Entrepreneurs contemplating such a transaction can and should take steps to elevate the profile of their "new" company. Specifically:
- Hire a national accounting firm. One of the reasons the Big Five fees are high is because they inspire a lot of comfort among investors, traders and regulators. If you saved a lot on fees at the front end, this might be worth investing in on the back end.
- Hire a prestigious law firm. It's almost a certainty that the attorney who initially helps you with your reverse merger transaction, if he or she is an expert in these kinds of deals, will not be with a prestigious downtown law firm. However, after the offering is completed, you should consider retaining one of these firms. Why? When deciding whether to get involved in your offering, many investors and brokers will judge your firm by the company it keeps. An unknown law firm makes a neutral to negative impression. But a well-known and powerful law firm sends an unmistakable message.
4.Check your greed. The great rallying cry of the 1980s, popularized by the oily Hollywood takeover artist Gordon Gekko, "Greed is good," doesn't apply with a reverse merger. It's possible to structure a reverse merger so at the end of the day, the public owns 2 percent of the company and the remaining 98 percent is controlled by the owners of the private company that acquired the shell. Unfortunately, there's almost no incentive for any other investors to become involved if the only people who truly benefit are the insiders. The lesson is, if you plan to involve the public with the intention of engaging in a truly symbiotic relationship, you simply must leave some value on the table.

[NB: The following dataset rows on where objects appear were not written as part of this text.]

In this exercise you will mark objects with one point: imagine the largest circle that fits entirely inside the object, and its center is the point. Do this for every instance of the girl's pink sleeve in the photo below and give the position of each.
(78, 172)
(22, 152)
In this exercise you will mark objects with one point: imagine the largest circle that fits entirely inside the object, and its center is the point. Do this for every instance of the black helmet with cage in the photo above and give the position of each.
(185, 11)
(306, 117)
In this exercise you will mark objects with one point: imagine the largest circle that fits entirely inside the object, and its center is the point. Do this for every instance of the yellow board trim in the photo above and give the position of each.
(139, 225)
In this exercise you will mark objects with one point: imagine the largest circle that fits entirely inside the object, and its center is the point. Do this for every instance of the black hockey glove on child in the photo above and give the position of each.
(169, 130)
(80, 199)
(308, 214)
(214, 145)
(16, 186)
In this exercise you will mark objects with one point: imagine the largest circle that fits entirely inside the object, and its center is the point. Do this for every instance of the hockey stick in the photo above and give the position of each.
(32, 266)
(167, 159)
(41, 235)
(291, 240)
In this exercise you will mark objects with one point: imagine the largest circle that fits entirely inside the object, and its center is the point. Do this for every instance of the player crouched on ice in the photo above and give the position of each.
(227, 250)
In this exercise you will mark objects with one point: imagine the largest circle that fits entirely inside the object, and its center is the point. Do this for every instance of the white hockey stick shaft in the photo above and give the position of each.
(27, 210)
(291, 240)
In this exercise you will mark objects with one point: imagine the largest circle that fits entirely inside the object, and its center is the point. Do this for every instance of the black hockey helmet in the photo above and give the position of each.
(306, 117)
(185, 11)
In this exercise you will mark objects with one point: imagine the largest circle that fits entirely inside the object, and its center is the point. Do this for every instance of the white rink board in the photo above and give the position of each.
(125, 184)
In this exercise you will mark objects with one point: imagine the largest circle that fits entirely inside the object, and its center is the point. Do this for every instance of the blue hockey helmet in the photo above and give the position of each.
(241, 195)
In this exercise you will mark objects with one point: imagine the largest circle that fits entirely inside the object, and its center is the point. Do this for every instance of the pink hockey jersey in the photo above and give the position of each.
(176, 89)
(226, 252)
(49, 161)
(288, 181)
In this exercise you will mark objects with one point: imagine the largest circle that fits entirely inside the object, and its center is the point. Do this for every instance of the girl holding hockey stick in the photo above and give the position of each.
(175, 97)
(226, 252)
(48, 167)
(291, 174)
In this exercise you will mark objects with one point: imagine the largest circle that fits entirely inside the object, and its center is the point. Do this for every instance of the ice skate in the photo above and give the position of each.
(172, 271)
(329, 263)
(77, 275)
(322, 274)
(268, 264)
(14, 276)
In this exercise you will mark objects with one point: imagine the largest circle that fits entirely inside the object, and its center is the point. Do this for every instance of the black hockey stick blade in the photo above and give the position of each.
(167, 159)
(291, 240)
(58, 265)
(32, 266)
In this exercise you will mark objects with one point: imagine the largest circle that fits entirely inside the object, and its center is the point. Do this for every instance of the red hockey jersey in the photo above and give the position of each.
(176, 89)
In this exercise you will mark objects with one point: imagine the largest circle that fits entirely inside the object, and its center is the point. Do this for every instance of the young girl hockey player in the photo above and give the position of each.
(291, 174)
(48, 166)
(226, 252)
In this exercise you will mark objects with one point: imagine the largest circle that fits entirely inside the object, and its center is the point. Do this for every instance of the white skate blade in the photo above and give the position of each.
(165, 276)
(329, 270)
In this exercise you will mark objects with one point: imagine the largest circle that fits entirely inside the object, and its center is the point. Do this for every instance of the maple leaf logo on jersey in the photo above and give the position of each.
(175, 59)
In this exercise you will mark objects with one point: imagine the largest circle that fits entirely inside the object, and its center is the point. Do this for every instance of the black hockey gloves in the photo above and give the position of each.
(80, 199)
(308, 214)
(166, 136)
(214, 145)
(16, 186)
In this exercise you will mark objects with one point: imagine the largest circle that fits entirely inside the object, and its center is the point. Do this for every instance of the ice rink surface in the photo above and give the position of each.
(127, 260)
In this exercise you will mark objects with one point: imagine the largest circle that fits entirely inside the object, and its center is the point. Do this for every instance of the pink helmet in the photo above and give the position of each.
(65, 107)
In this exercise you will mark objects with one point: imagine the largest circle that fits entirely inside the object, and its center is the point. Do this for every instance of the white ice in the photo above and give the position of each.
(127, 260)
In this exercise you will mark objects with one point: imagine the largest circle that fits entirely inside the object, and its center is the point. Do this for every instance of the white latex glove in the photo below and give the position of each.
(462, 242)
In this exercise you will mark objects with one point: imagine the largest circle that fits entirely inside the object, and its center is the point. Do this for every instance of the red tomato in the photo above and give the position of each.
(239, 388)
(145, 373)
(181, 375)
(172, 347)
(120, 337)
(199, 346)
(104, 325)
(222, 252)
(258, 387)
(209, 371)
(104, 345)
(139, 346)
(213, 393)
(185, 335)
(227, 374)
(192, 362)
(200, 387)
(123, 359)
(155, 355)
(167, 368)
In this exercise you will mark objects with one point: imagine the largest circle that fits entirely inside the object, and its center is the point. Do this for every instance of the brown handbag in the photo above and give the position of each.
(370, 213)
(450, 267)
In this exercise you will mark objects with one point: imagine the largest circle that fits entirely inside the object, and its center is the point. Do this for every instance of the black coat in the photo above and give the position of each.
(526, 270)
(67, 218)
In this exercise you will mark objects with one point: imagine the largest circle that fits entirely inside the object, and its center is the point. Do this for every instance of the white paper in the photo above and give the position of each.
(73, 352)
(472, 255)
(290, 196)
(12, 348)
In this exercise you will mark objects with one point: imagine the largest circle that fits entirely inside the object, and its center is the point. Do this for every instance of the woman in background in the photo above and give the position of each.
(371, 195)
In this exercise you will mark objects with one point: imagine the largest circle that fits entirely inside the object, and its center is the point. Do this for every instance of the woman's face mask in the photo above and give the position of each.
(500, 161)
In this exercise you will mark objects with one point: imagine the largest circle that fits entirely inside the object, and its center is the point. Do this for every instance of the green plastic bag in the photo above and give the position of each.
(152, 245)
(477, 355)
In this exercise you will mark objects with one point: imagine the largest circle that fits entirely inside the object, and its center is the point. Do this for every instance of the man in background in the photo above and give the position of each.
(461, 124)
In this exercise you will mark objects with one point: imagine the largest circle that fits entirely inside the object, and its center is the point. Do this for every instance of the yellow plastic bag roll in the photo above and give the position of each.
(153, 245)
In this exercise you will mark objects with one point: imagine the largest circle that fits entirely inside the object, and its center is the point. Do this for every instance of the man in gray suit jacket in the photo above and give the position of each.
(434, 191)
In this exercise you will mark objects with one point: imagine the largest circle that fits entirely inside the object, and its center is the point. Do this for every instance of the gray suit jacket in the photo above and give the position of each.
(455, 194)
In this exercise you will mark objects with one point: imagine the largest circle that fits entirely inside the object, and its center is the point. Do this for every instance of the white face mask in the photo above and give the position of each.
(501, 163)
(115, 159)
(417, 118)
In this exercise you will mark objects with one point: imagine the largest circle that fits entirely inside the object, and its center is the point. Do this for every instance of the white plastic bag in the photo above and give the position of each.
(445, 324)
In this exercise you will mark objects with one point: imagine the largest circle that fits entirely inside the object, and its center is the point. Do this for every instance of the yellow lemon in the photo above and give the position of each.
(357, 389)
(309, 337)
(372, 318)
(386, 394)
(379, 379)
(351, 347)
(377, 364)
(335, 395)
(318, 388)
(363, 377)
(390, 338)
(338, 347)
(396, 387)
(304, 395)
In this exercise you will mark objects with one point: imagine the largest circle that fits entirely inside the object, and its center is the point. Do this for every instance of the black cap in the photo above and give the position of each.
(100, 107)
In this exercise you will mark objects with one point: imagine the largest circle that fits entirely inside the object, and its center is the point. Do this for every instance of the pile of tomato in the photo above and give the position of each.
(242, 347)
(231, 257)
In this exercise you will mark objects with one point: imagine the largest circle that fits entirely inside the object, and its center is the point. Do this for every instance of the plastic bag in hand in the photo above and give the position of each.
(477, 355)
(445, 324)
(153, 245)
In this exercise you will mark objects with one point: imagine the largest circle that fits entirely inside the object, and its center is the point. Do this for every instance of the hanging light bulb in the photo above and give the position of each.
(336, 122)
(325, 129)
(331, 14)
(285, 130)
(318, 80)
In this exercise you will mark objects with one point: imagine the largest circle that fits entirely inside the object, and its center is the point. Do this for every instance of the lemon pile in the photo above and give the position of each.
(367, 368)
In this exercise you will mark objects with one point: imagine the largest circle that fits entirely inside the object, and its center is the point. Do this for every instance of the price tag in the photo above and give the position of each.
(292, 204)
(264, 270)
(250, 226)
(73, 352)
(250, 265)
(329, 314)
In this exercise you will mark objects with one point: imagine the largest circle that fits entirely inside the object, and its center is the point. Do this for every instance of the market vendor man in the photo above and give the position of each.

In many ways, the reputation of reverse mergers is similar to the notoriety junk bonds had during the 1980s. Junk was used by corporate raiders to buy companies and break them up. But junk bonds also nurtured an entire generation of exciting growth companies and had a material and profound impact on the economy in terms of wealth and employment.
Remember, a reverse merger is simply a technique. The ultimate quality of the deal depends on how wisely it is deployed.